You can also test the turbine seal leak, but it's harder. You have to check that there's oil in the DP inlet (3 bolts to disconnect the DP from the O2 housing) but not in the exhaust manifold (which would mean the oil is coming from the turbine). That means either disconnecting the exhaust manifold from the head or the turbine housing.

Shaft play has nothing to do with the compressor seal as I understand it (it's wear in the thrust bearing which is different than a seal), so I'm under the impression that a seal could blow with no in-out shaft play. I'm not as sure about the turbine side. I believe the compressor seal is a big rubber o-ring (between the CHRA and the compressor housing) and a metal seal (around the shaft), but the turbine side is just a metal seal (way too hot for a rubber o-ring).

The other possibility (I'm guessing) might be a shot PCV which is leading to excess oil passing through the VC breather hose.

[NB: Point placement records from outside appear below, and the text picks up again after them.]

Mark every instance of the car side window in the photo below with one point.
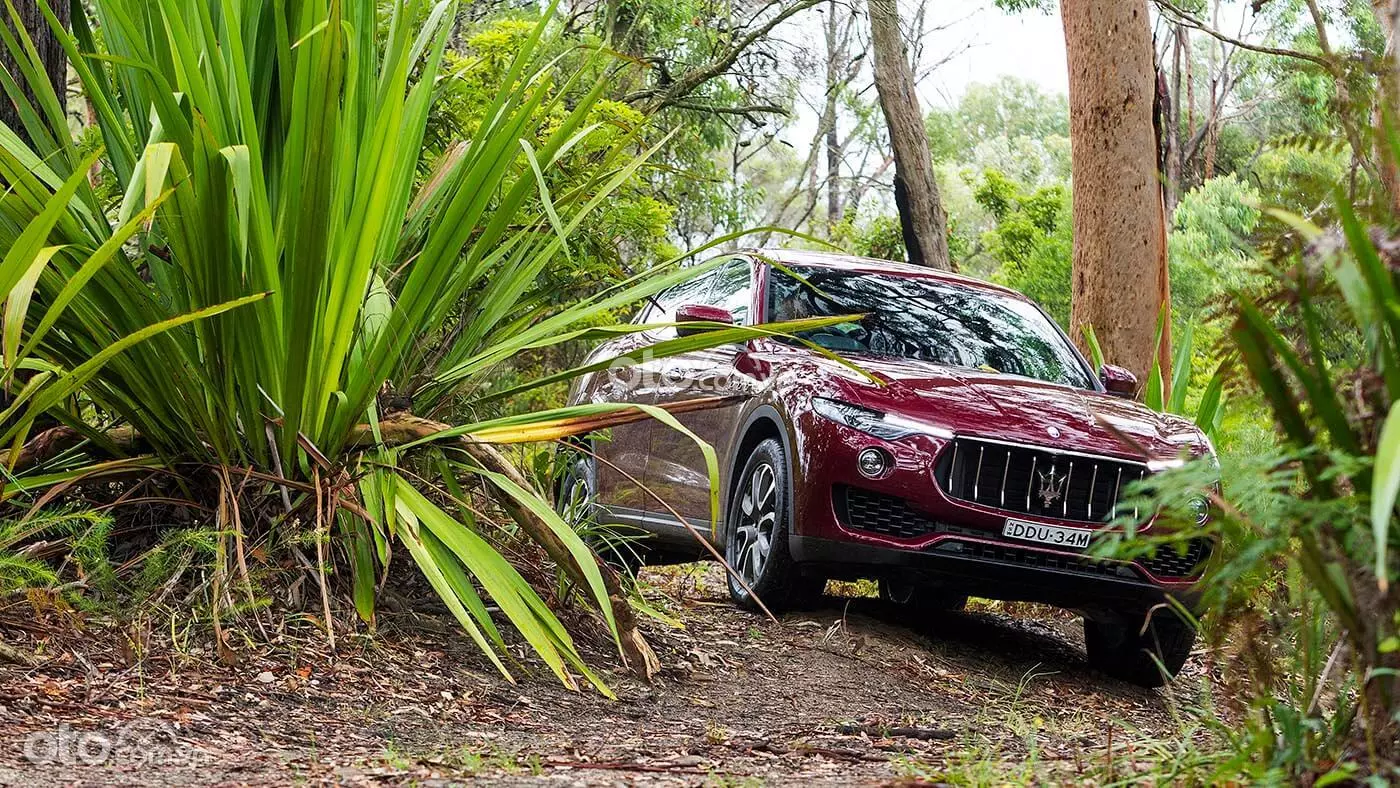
(662, 310)
(732, 290)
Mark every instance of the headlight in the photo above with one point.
(1200, 508)
(884, 426)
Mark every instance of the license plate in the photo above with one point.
(1054, 535)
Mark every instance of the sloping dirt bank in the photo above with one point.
(843, 694)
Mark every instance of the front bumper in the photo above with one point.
(979, 573)
(955, 543)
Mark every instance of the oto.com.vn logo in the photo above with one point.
(132, 743)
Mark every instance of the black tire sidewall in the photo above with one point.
(770, 584)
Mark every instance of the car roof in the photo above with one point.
(872, 265)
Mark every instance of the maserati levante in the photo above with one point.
(948, 441)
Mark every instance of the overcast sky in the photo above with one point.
(1028, 45)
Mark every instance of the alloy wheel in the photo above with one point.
(758, 518)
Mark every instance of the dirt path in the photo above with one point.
(843, 694)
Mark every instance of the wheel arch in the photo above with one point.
(763, 423)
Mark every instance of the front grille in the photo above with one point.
(1038, 559)
(1168, 561)
(889, 515)
(1036, 482)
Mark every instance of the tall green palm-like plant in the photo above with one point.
(272, 266)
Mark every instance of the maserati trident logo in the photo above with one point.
(1052, 487)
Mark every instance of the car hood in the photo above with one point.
(1025, 410)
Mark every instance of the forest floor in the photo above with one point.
(842, 694)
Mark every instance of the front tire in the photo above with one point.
(1144, 658)
(758, 526)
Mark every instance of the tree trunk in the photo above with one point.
(1119, 237)
(1173, 129)
(52, 55)
(835, 65)
(1388, 101)
(920, 209)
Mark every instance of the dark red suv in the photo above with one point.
(949, 442)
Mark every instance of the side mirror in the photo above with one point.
(700, 314)
(1117, 381)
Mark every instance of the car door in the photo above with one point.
(622, 452)
(675, 468)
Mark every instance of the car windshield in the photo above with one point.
(927, 319)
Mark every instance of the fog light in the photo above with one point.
(1200, 508)
(872, 463)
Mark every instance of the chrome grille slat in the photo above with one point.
(889, 515)
(1088, 490)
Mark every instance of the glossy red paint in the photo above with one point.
(703, 314)
(776, 384)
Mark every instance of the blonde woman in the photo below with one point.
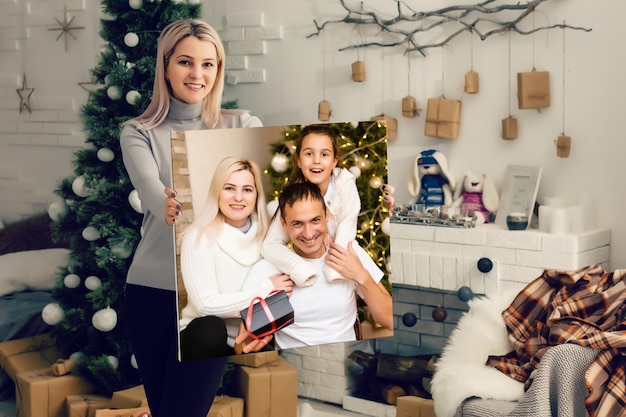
(217, 251)
(188, 86)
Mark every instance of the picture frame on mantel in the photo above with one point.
(519, 192)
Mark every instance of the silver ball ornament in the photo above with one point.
(92, 283)
(280, 162)
(52, 314)
(356, 171)
(71, 281)
(131, 39)
(113, 361)
(57, 209)
(132, 97)
(105, 155)
(104, 320)
(114, 92)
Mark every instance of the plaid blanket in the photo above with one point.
(585, 307)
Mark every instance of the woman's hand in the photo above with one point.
(388, 197)
(282, 282)
(246, 344)
(172, 208)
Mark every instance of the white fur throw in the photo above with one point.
(35, 269)
(461, 372)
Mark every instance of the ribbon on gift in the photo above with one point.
(269, 314)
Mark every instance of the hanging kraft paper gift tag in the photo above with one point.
(509, 128)
(471, 82)
(533, 89)
(442, 118)
(563, 146)
(409, 106)
(324, 111)
(358, 71)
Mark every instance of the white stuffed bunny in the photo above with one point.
(478, 194)
(430, 181)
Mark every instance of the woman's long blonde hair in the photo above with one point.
(210, 220)
(169, 38)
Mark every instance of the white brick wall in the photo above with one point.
(446, 258)
(245, 36)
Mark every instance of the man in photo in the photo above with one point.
(325, 312)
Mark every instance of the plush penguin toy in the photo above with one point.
(430, 181)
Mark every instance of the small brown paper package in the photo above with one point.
(533, 89)
(390, 122)
(509, 128)
(471, 82)
(442, 118)
(563, 146)
(409, 106)
(62, 366)
(40, 393)
(269, 390)
(129, 398)
(358, 71)
(225, 406)
(127, 412)
(411, 406)
(27, 354)
(254, 359)
(85, 405)
(323, 111)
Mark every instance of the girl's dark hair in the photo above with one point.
(316, 129)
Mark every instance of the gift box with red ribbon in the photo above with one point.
(266, 316)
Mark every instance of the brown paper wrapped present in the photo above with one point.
(533, 89)
(62, 366)
(411, 406)
(85, 405)
(254, 359)
(225, 406)
(27, 354)
(40, 393)
(126, 412)
(129, 398)
(442, 118)
(270, 390)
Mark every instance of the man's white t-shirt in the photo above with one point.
(323, 312)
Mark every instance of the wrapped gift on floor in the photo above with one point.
(269, 390)
(85, 405)
(411, 406)
(254, 359)
(40, 393)
(266, 316)
(125, 412)
(27, 354)
(225, 406)
(533, 89)
(134, 397)
(62, 366)
(442, 118)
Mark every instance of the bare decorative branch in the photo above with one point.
(462, 17)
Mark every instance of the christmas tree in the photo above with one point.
(98, 211)
(363, 151)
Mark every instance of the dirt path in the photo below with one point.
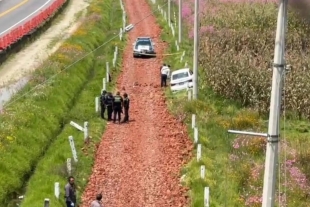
(30, 58)
(138, 164)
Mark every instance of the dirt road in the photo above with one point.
(138, 164)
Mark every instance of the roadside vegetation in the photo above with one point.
(34, 129)
(28, 39)
(236, 54)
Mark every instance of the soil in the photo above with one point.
(138, 163)
(19, 65)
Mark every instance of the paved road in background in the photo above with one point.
(14, 13)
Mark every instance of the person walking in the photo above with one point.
(102, 103)
(126, 107)
(117, 107)
(70, 192)
(165, 72)
(97, 202)
(109, 105)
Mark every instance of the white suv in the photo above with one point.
(181, 79)
(143, 46)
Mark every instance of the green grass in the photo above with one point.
(52, 168)
(34, 130)
(230, 181)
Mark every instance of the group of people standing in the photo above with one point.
(165, 74)
(115, 104)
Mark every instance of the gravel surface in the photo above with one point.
(138, 164)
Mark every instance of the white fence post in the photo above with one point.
(57, 190)
(195, 134)
(198, 152)
(46, 202)
(108, 72)
(97, 104)
(85, 130)
(172, 30)
(71, 141)
(177, 45)
(189, 95)
(120, 34)
(182, 56)
(69, 167)
(206, 197)
(202, 171)
(75, 125)
(193, 120)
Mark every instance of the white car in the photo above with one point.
(181, 79)
(143, 47)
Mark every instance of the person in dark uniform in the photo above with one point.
(164, 75)
(102, 103)
(126, 107)
(117, 106)
(109, 105)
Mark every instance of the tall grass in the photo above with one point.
(34, 130)
(234, 164)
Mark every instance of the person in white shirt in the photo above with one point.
(97, 202)
(165, 72)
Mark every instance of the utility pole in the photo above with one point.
(169, 12)
(180, 21)
(273, 135)
(196, 41)
(271, 162)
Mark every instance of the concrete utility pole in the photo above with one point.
(271, 162)
(196, 46)
(273, 135)
(169, 12)
(180, 21)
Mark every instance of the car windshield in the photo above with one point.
(143, 43)
(179, 75)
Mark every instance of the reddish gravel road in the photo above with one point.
(138, 164)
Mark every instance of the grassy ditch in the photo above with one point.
(38, 120)
(52, 167)
(235, 164)
(25, 40)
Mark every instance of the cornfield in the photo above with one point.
(237, 55)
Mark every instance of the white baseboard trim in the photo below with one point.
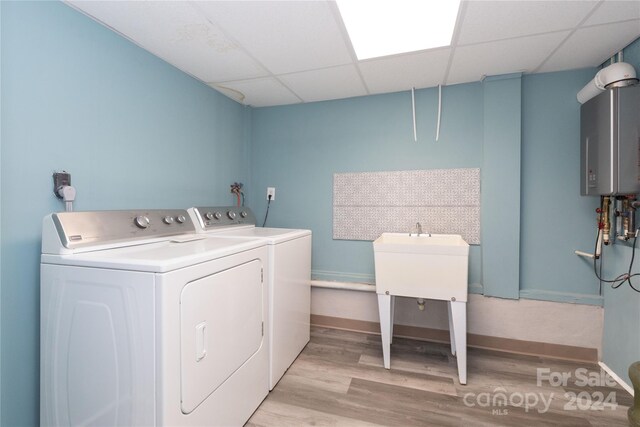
(619, 380)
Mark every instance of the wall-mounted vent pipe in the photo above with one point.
(615, 75)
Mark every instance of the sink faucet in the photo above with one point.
(418, 229)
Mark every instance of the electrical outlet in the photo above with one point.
(60, 179)
(271, 191)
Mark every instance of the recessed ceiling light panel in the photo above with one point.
(388, 27)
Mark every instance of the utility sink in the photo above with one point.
(433, 267)
(423, 266)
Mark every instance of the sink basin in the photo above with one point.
(433, 267)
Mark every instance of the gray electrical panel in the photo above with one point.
(610, 143)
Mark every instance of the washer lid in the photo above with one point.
(159, 257)
(272, 235)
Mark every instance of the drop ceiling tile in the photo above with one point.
(496, 20)
(285, 36)
(402, 72)
(177, 33)
(613, 11)
(502, 57)
(259, 92)
(326, 83)
(591, 46)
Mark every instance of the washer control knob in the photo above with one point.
(141, 221)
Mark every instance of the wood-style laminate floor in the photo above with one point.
(339, 380)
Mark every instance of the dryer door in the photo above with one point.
(221, 325)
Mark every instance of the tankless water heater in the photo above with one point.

Heh...so the moral of the story is to check all sorts of crap until you figure it out.:p
 
wow... I really have my day worked out for me tomorrow! Well If I want to do any of that should I buy new gaskets to put on? And it would really help to have access to someone like you for knowledge. I plan on starting with the BLT. I already went to the store and bought a spray bottle. And then I can mess with cleaning things out... especially the intercooler. And I can try that test. I will post back resutls tomorrow for sure. Thanks for all the information!!!! I'm hoping you might be on tomorrow so I can ask some questions then too. haha.
 
If you are mechanically inclined at all it isn't that hard . The hardest or most difficult part is removing the screws that hold the throttle plate in . Do not drop the plate once you get it out , it will bend if it lands wrong , don't ask me how I know .

Also make sure that you mark the spring on the side before you remove it . I used a large sharpy marker . Make the line straight and wide . This way when you put it back together you can be sure it is lined up correctly .

Most important is to take your time . Clean it up , watch/becareful with the sensors .
 
I am pretty mechanically inclined...not say to be a mechanic but enough to keep up with my car. I did rebuild my engine with the help of my dad twice in a year.... thats another story.

Anyways I did the BLT again today trying to find other ares of leaking. I test my PVC and it is still good. But where as that still good 3 out of 4 of my injector seals are deffinetly leaking and I believe thats why I can't build past 6PSI. Kenamond you were right haha. Now does anyone have a part numbernfor these little things? I am going to see if schucks has them. Bu napa probably does as well. Just need to get this thing in much better operating shape.
 
I went to order from slowboy but when i went to checkout I would get raped for shipped.... So i'll just check with napa first and see how mucht hey can get me their 4 part piece shipped here. Thanks anyways tbonitz.
 
Ok well after ome searching in town and no one having them I finally checked with the dealer and they actually had it cheaper than anyone in town, including slowboy. 25 bucks for 4 lower seals and 4 o-rings. Well after installing all that, I did another BLT and built up to 15PSI (could have gone further) and the only place left I was leaking was the TB shaft seals. But as its not worth my while to fix that because I am moving soon and storing the car. But I am still having issues with my idle being really bad when the car is warm and started back up. It dowsn't want to stay running and if you give it gas to keep it running it has to slowly search for its idle until it finds it. outside of that the car runs perfectly fine! I'm just lost.